Garantir que a poupança é feita por escolha própria é uma das lições mais importantes a passar. Não force a poupança, dê-lhes autonomia. Errar faz parte da educação e gradualmente, se perceber que nunca chega ao objectivo, a ideia começará a ganhar raízes. E lembre-se: se o seu filho não chegou ao objectivo que definiu, não lhe ofereça esse objetivo, porque estará a recompensar a falha. Mantenha-se vigilante, mas não imponha nem controle em demasiado. Se a gestão tiver a ser bem feita sublinhe-o, se estiver a ser mal feita explique apenas porquê e que opção teria sido mais benéfica.

            Conte o dinheiro e apoie o esforço. Mas com que idade começar?

Ainda que dependendo do objectivo definido para a poupança, uma boa forma de manter a motivação passa por de vez em quando juntarem-se para contar o que já foi amealhado até ao momento. Caso tenha um mealheiro transparente, é mais fácil acompanhar a evolução da poupança, mas ter a percepção exacta de quanto já se tem ajudará à motivação.

Admita também definir etapas: se o objectivo da poupança for a compra de um brinquedo caro, porque não desafiá-lo a chegar a metade do valor? Se lá chegar num certo período temporal, os pais entram com o restante. Já se os objetivos forem muitos, pode sempre oferecer-lhe mais do que um mealheiro para que caiba à criança decidir qual quer ir privilegiando.

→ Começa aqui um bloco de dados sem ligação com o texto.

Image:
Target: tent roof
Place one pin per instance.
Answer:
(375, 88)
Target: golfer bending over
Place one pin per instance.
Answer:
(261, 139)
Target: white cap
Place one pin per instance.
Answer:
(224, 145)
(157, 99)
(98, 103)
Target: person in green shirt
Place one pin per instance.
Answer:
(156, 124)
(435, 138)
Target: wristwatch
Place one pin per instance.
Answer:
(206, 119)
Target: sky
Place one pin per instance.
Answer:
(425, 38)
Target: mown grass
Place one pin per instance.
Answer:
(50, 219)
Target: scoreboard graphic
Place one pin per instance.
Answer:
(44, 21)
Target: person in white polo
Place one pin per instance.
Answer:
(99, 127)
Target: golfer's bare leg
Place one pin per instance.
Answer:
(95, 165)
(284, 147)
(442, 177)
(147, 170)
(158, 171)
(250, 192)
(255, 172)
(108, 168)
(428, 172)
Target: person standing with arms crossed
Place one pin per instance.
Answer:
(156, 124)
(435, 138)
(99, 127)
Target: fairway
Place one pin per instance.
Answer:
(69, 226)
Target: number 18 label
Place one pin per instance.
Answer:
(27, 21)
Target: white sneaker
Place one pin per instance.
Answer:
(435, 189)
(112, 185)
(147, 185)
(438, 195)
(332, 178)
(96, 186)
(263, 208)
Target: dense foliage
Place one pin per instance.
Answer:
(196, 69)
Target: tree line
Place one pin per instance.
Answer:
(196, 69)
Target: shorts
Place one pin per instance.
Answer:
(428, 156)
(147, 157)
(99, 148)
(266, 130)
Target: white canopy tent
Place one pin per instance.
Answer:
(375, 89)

Sendo certo que cada criança tem o seu próprio ritmo de maturidade, há balizas não estanques que podem servir de guia. Até aos cinco anos, por exemplo, dificilmente haverá percepção do que é o dinheiro e, logo, não fará sentido dar mesada ou semanada. Será então por volta dos cinco anos que poderá começar a dar passos nesse sentido, introduzindo a semana.

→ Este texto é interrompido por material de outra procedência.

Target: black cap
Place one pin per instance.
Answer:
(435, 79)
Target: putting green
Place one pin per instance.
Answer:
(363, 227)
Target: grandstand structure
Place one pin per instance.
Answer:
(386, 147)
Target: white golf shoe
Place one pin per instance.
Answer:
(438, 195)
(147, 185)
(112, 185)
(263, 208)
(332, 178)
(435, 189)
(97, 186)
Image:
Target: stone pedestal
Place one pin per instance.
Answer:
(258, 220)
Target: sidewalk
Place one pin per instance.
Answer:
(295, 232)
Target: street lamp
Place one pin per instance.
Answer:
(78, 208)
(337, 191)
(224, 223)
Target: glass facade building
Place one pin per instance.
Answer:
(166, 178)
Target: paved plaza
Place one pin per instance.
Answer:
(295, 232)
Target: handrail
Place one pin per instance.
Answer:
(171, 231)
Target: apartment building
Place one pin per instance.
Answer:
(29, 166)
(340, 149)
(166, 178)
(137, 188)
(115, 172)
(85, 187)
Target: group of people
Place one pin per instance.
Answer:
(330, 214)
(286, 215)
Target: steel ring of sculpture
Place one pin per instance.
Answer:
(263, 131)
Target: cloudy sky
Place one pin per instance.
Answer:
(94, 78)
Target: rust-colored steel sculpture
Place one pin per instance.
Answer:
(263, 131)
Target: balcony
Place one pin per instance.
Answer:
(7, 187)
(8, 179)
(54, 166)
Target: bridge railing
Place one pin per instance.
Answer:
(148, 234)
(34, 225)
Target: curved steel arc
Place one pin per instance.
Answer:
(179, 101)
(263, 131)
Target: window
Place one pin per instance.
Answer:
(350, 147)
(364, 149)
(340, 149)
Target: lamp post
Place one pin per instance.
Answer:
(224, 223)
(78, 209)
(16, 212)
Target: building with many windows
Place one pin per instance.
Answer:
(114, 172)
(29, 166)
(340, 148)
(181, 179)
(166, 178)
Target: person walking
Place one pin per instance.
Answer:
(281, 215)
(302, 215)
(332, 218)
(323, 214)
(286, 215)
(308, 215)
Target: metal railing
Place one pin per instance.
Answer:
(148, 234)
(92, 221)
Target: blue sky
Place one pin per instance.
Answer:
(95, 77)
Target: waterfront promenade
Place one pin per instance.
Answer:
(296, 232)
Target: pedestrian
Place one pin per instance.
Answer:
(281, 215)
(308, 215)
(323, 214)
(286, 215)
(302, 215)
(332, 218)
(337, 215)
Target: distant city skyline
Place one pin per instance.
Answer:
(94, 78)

A introdução à gestão familiar pode ser tópico a partir dos oito/dez anos de idade, depois de números e contas já fazerem parte do quotidiano escolar, e os desejos e  gostos particulares para roupa ou outro tipo de bens já se fazerem sentir. Se tem de comprar uns ténis ou uma mochila, defina um teto máximo e deixe a criança escolher: se quiser outros terá que poupar o valor acima do teto ou, em alternativa, aceitar o teto.

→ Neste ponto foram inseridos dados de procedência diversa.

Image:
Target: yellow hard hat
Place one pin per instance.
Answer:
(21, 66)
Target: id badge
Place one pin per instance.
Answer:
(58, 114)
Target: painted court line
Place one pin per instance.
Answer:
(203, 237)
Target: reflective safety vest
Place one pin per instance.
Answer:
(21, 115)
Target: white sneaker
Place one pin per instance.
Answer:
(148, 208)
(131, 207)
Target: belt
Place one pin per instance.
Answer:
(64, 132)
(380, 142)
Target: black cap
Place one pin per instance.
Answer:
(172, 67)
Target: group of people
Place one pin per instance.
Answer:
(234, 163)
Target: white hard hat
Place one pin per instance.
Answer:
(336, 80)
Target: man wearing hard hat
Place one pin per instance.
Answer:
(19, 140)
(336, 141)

A partir dos 12/14 anos já poderá pensar em tornar a semanada numa mesada, forma de introduzir os jovens ao “ritmo” de gestão orçamental mais comum da idade adulta, aproveitando para, a partir desse momento, envolvê-los mais na gestão do orçamento familiar, das férias, das contas da casa, e também, porque não, a partir de certa idade ou maturidade, dando-lhe voz e voto nas decisões.

Dicas rápidas:

  • Dê uma semanada ou mesada, já que só assim é possível ter dinheiro para gerir;
  • Ofereça um mealheiro e explique o seu fim: tudo o que não gastar da semanada pode ser ali guardado para, com tempo, comprar algo que o dinheiro de uma só semanada não chega;
  • Defina objectivos ou prémios: se o seu filho quiser um brinquedo ou jogo caro, desafie-o a chegar a metade do valor num determinado período e, se conseguir, ofereça a outra metade;
  • Dê o exemplo: não seja consumista, não desperdice, mostre-lhe que também poupa e diga-lhe que não a luxos;
  • Adapte o discurso e não complique explicações nem faça do dinheiro uma obsessão;
  • Não force a poupança, dê autonomia: mais vale poupar pouco por vontade do que poupar tudo à força;

—           

               Caixa

            Poupar para educar

Sendo difícil projectar uma situação financeira a 10 ou 20 anos, a melhor forma de preparar o bolso para dar ao seu filho todas as oportunidades académicas que ele vier a desejar é começar a preparar uma poupança exclusiva para esse fim desde cedo.

Tendo em conta que falamos de um objetivo a médio e longo prazo, a estratégia recomendada passa por um ritmo de poupança mensal, de modo a ser acomodada no orçamento do mês, sem deixar o dinheiro parado numa conta à ordem. Encontrar um produto financeiro de médio ou longo prazo que retribua acima da inflação será a prioridade, mesmo que vá começar a poupança do zero.

Apesar do ideal ser começar a poupar quanto antes, sublinhe-se que nunca é tarde para começar a amealhar para a educação. O objectivo da poupança não passa necessariamente por ter todo o dinheiro para uma licenciatura antes de começar, mas sobretudo ter algum capital amealhado de modo a poder ir gerindo e acomodando as despesas extra com a educação quando forem surgindo.